Stb. 2007, 395, datum inwerkingtreding 31-10-2007, bevat een wijziging met terugwerkende
kracht van dit artikel. Deze wijziging werkt terug tot en met 01-09-2007.
1 Indien de verpachter het verpachte of een gedeelte daarvan wil bestemmen voor niet
tot de landbouw betrekkelijke doeleinden, en die bestemming in overeenstemming is
met het algemeen belang, ontbindt de rechter op vordering van de verpachter de pachtovereenkomst
geheel of ten dele met ingang van een bij de uitspraak te bepalen dag. De voorgenomen
bestemming wordt geacht in overeenstemming met het algemeen belang te zijn, indien
zij in overeenstemming is met een onherroepelijk bestemmingsplan.
2 Bij ontbinding voor een gedeelte van het verpachte vermindert de rechter de tegenprestatie
dienovereenkomstig. De pachter kan alsdan de pachtovereenkomst voor het overige beëindigen
op het in vorige lid bedoelde tijdstip. Hij geeft hiervan bij aangetekende brief kennis
aan de verpachter binnen een maand nadat het vonnis in kracht van gewijsde is gegaan.

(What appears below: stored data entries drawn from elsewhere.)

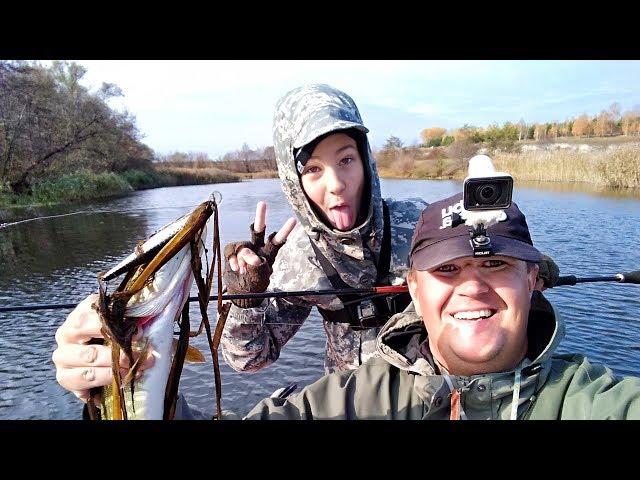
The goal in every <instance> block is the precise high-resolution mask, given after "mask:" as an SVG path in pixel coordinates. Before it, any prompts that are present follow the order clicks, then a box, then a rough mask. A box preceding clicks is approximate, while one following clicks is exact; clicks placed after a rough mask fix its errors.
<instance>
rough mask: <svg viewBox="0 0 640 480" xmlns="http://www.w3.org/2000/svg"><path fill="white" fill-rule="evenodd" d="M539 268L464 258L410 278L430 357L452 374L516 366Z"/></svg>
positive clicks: (509, 259) (521, 353)
mask: <svg viewBox="0 0 640 480" xmlns="http://www.w3.org/2000/svg"><path fill="white" fill-rule="evenodd" d="M537 272H538V267H537V266H535V267H534V268H532V269H531V271H529V272H528V271H527V264H526V263H525V262H523V261H522V260H517V259H514V258H511V257H503V256H493V257H488V258H474V257H464V258H460V259H457V260H452V261H449V262H447V263H445V264H441V265H439V266H437V267H435V268H433V269H430V270H426V271H414V272H412V274H410V275H409V278H408V282H409V290H410V292H411V297H412V298H413V301H414V305H415V308H416V311H417V312H418V314H419V315H421V316H422V318H423V320H424V323H425V325H426V328H427V332H428V334H429V347H430V349H431V353H432V354H433V355H434V357H435V358H436V359H437V360H438V362H440V364H441V365H443V366H444V367H445V368H446V369H447V370H448V371H449V373H451V374H455V375H476V374H481V373H490V372H500V371H506V370H510V369H512V368H514V367H515V366H516V365H517V364H518V363H519V362H520V360H522V359H523V358H524V356H525V354H526V352H527V320H528V316H529V307H530V303H531V292H532V291H533V289H534V286H535V281H536V275H537Z"/></svg>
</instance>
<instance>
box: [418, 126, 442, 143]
mask: <svg viewBox="0 0 640 480" xmlns="http://www.w3.org/2000/svg"><path fill="white" fill-rule="evenodd" d="M446 132H447V130H446V129H445V128H440V127H431V128H425V129H424V130H422V131H421V132H420V138H422V143H424V144H428V143H429V140H432V139H434V138H442V137H443V136H444V134H445V133H446Z"/></svg>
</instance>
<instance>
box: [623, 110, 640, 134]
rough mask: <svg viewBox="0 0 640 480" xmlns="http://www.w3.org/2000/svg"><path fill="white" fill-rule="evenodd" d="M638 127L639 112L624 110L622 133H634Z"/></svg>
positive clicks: (638, 126)
mask: <svg viewBox="0 0 640 480" xmlns="http://www.w3.org/2000/svg"><path fill="white" fill-rule="evenodd" d="M638 128H640V113H639V112H634V111H631V112H626V113H625V114H624V116H623V117H622V133H623V135H636V134H638V133H639V132H638Z"/></svg>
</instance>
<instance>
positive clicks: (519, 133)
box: [516, 118, 527, 141]
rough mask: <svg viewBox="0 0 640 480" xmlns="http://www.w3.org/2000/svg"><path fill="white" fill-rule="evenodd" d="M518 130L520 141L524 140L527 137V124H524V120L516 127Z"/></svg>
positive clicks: (520, 121) (519, 139)
mask: <svg viewBox="0 0 640 480" xmlns="http://www.w3.org/2000/svg"><path fill="white" fill-rule="evenodd" d="M516 127H517V129H518V141H521V140H524V139H525V138H526V136H527V124H526V123H524V118H521V119H520V121H519V122H518V124H517V125H516Z"/></svg>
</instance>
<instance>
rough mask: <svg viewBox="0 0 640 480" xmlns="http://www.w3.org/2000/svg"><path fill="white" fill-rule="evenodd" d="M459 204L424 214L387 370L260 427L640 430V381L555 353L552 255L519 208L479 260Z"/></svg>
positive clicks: (375, 358) (394, 326)
mask: <svg viewBox="0 0 640 480" xmlns="http://www.w3.org/2000/svg"><path fill="white" fill-rule="evenodd" d="M461 207H462V195H461V194H458V195H454V196H453V197H450V198H447V199H445V200H442V201H440V202H436V203H433V204H431V205H430V206H428V207H427V208H426V209H425V210H423V212H422V214H421V217H420V220H419V221H418V224H417V226H416V229H415V232H414V235H413V238H412V243H411V250H410V257H409V261H410V267H411V269H410V273H409V275H408V283H409V288H410V293H411V297H412V299H413V303H412V305H410V306H409V307H408V308H407V309H406V310H405V311H404V312H402V313H399V314H396V315H394V316H393V317H392V318H391V319H390V320H389V322H388V323H387V324H386V325H385V326H384V327H383V329H382V330H381V332H380V334H379V336H378V339H377V348H378V352H379V354H380V356H379V358H374V359H372V360H370V361H369V362H367V363H365V364H364V365H362V366H361V367H359V368H358V369H356V370H354V371H348V372H341V373H334V374H331V375H327V376H325V377H323V378H322V379H320V380H318V381H317V382H315V383H314V384H312V385H310V386H308V387H307V388H305V389H304V390H303V391H302V392H300V393H299V394H297V395H293V396H291V397H289V399H287V400H280V399H267V400H263V401H262V402H260V403H259V404H258V405H257V406H256V407H254V409H253V410H252V411H251V412H249V414H248V415H247V417H246V418H249V419H261V418H262V419H266V418H269V419H297V418H303V419H310V418H317V419H622V418H640V379H638V378H634V377H626V378H623V379H619V378H617V377H616V376H615V375H614V374H613V373H612V372H611V370H609V369H608V368H606V367H603V366H599V365H592V364H590V363H589V362H588V360H587V359H586V358H585V357H583V356H581V355H557V354H554V353H553V352H554V350H555V349H556V347H557V346H558V344H559V343H560V340H561V339H562V336H563V333H564V324H563V322H562V320H561V319H560V317H559V316H558V314H557V312H555V310H554V309H553V307H552V306H551V304H550V303H549V302H548V301H547V300H546V299H545V298H544V297H543V295H542V294H541V293H540V292H539V291H537V290H535V286H536V275H537V273H538V268H539V267H538V263H539V262H540V261H541V260H542V255H541V254H540V252H539V251H538V250H537V249H536V248H535V247H534V246H533V243H532V241H531V237H530V235H529V230H528V226H527V223H526V220H525V217H524V215H523V214H522V213H521V212H520V210H519V209H518V207H517V205H515V204H512V205H511V206H510V207H509V208H508V209H507V210H506V211H505V213H506V218H503V220H502V221H499V222H497V223H496V224H494V225H491V226H489V227H488V228H487V235H488V237H489V238H490V239H491V248H492V250H491V255H490V256H479V257H474V256H473V253H474V252H473V247H472V245H471V242H470V237H469V227H468V226H466V225H465V224H464V223H462V222H456V221H445V217H448V216H452V215H453V213H454V212H461V210H462V208H461Z"/></svg>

3 Indien de rechter de pachtovereenkomst op grond van de leden 1 en 2 ontbindt, veroordeelt
hij de verpachter de pachter schadeloos te stellen over de tijd, welke de pachter
bij niet-ontbinding ingevolge de pachtovereenkomst nog op het gepachte had kunnen
blijven.
4 Indien de pachtovereenkomst voor de in artikel 325, eerste of tweede lid, bedoelde
duur is aangegaan of geldt, dan wel voor een kortere duur is aangegaan, doch nadien
voor zes jaren is verlengd, wordt bij de bepaling van de schadeloosstelling rekening
gehouden met de mogelijkheid, dat de pachtovereenkomst zou zijn verlengd. Bij de beoordeling
van de mogelijkheid van verlenging houdt de rechter geen rekening met het voornemen
van de verpachter het verpachte of een gedeelte daarvan te bestemmen voor niet tot
de landbouw betrekkelijke doeleinden.
5 Het bepaalde in het vierde lid, eerste volzin, vindt geen toepassing, indien de pachtverhouding
is aangevangen, nadat aan het verpachte bij een goedgekeurd bestemmingsplan een niet
tot de landbouw betrekkelijke bestemming is gegeven. In dat geval wordt de pachtovereenkomst
met betrekking tot een hoeve of los land, welke is aangegaan voor langer dan twaalf,
onderscheidenlijk zes jaren, voor de bepaling van de schadeloosstelling geacht te
zijn aangegaan voor twaalf, onderscheidenlijk zes jaren, met dien verstande, dat,
indien de ontbinding plaats vindt na die termijn, de overeenkomst geacht wordt telkens
voor zes jaren te zijn verlengd.
6 Indien evenwel het verpachte sinds een tijdstip, liggend voor de goedkeuring bedoeld
in het vijfde lid, achtereenvolgens bij personen die ten tijde van de opvolging in
het gebruik tot de voorgaande gebruiker in enige in artikel 363, eerste lid, genoemde
betrekking stonden persoonlijk in gebruik is geweest voor een tot de landbouw betrekkelijk
doel, blijft het bepaalde in het tweede lid van toepassing.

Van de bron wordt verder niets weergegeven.